Let’s be clear about it: the Wuhan Coronavirus is not a pandemic.
If we were in a normal situation, and the disease hadn’t been politicized, we could rely on recorded statistics to tell us whether or not COVID-19 should be classified as a pandemic. Unfortunately, this is not a normal situation. Statistics on the infection have been gamed and manipulated to inflate both incidence and fatality rates. I have no confidence in any of the aggregate statistics put out by state and federal governments.
Therefore I am forced to focus on anecdotal evidence and utilize common sense. For the past three or four months, during my very limited social interactions (mostly involving family and close friends), I’ve made it my habit to quiz people about their personal experience with the coronavirus: Do you know anyone who has contracted COVID-19? If so, did any of them die of it?
For myself, I don’t even know anyone who has tested positive for the disease, much less died of it. And the overwhelming majority of the people I asked don’t know anyone who has had it. Out of all the people I have asked, only one person knows someone (a very elderly person) who died of the WuFlu.
If this were a real pandemic, we would all know multiple victims of it. Every family would have seen at least one fatality from it. Every person would be able to give a lengthy roster of friends and relatives who had contracted it, some of whom would have died.
But this is most definitely not the case with COVID-19. The only encounter we have with alarming news about the disease is when we watch TV.
[An aside — I’m certain that nurses and other front-line health care workers would are exceptions to what I just described; none of the people I have talked to fall into that category. However, the experiences of medical professionals do not invalidate the general conclusion that COVID-19 is not a pandemic.]
The evidence is overwhelming that there is no justification for the draconian shutdowns and mask mandates and forced social distancing. The “pandemic” is all hype and hoopla aimed at credulous people with the evident intention of scaring them witless.

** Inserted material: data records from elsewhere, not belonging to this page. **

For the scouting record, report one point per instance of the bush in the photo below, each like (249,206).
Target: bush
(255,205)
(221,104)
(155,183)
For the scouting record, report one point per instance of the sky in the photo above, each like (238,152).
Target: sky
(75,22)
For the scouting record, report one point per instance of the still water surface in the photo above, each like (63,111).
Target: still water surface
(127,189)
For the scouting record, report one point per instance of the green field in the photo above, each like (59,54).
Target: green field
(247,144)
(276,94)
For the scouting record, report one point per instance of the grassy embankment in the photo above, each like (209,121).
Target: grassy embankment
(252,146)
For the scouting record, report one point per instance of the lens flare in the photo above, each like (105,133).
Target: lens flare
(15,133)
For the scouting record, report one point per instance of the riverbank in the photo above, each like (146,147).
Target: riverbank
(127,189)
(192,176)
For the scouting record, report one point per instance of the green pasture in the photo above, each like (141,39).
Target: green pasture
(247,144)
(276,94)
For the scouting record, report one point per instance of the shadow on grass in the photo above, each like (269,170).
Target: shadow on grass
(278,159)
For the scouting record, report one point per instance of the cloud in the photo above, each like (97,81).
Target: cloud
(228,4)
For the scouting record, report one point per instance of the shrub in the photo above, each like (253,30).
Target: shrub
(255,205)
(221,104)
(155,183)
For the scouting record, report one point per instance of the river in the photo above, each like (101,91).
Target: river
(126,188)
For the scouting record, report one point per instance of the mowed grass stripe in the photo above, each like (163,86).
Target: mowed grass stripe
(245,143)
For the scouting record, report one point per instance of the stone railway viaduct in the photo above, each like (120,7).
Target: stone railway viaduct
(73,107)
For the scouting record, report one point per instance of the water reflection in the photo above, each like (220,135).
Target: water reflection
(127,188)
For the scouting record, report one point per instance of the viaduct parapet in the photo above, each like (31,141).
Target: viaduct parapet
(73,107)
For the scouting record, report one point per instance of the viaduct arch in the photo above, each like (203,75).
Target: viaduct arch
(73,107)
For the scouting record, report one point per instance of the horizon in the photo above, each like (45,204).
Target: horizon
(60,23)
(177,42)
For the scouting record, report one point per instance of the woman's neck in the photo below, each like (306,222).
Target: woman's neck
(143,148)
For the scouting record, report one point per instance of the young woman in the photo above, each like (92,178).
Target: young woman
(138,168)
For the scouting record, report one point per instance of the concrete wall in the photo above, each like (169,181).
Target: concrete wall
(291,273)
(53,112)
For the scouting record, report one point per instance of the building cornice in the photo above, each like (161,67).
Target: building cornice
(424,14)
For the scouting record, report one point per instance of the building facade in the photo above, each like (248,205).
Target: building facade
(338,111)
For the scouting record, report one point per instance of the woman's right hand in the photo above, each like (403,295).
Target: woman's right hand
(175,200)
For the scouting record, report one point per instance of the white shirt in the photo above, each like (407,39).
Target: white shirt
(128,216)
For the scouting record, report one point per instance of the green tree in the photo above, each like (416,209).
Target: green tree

I have a couple of other points to make before I conclude this evening’s Corona rant.
Gates of Vienna’s long-time British commenter Mark H has compared the measures taken against the coronavirus — primarily the mask mandate — with those used to combat drunk driving. I have the highest respect for Mark, so it pains me to say that this is an inappropriate analogy. If contracting COVID is like a deadly encounter with a drunk driver, then the strictures imposed on the British public by Her Majesty’s government are like requiring ALL drivers to get off the road until the drunk drivers have all been neutralized. No one would be allowed to get into his or her car for fear of interacting with a drunk driver somewhere out there on the road.
A sane approach to the issue would be to help the small minority of people who are severely at risk — Mark is one of those — to deal with their situation. Detailed, unsensationalized information should be made widely available about the dangers of COVID-19 for the very elderly, people with respiratory diseases, diabetics, and acute sufferers from other chronic diseases. The resources of the state could be utilized to intervene with and protect people in those at-risk groups — to help them in their homes, deliver food to them, provide sanitizing materials gratis, etc. Meanwhile, relatively healthy people — the vast majority of the population — could go about their business unhindered.
That would be the sane approach to the issue, but governments throughout the West are collectively insane at the moment. It seems that scaring the bejeebers out of ordinary citizens is their preferred plan of action.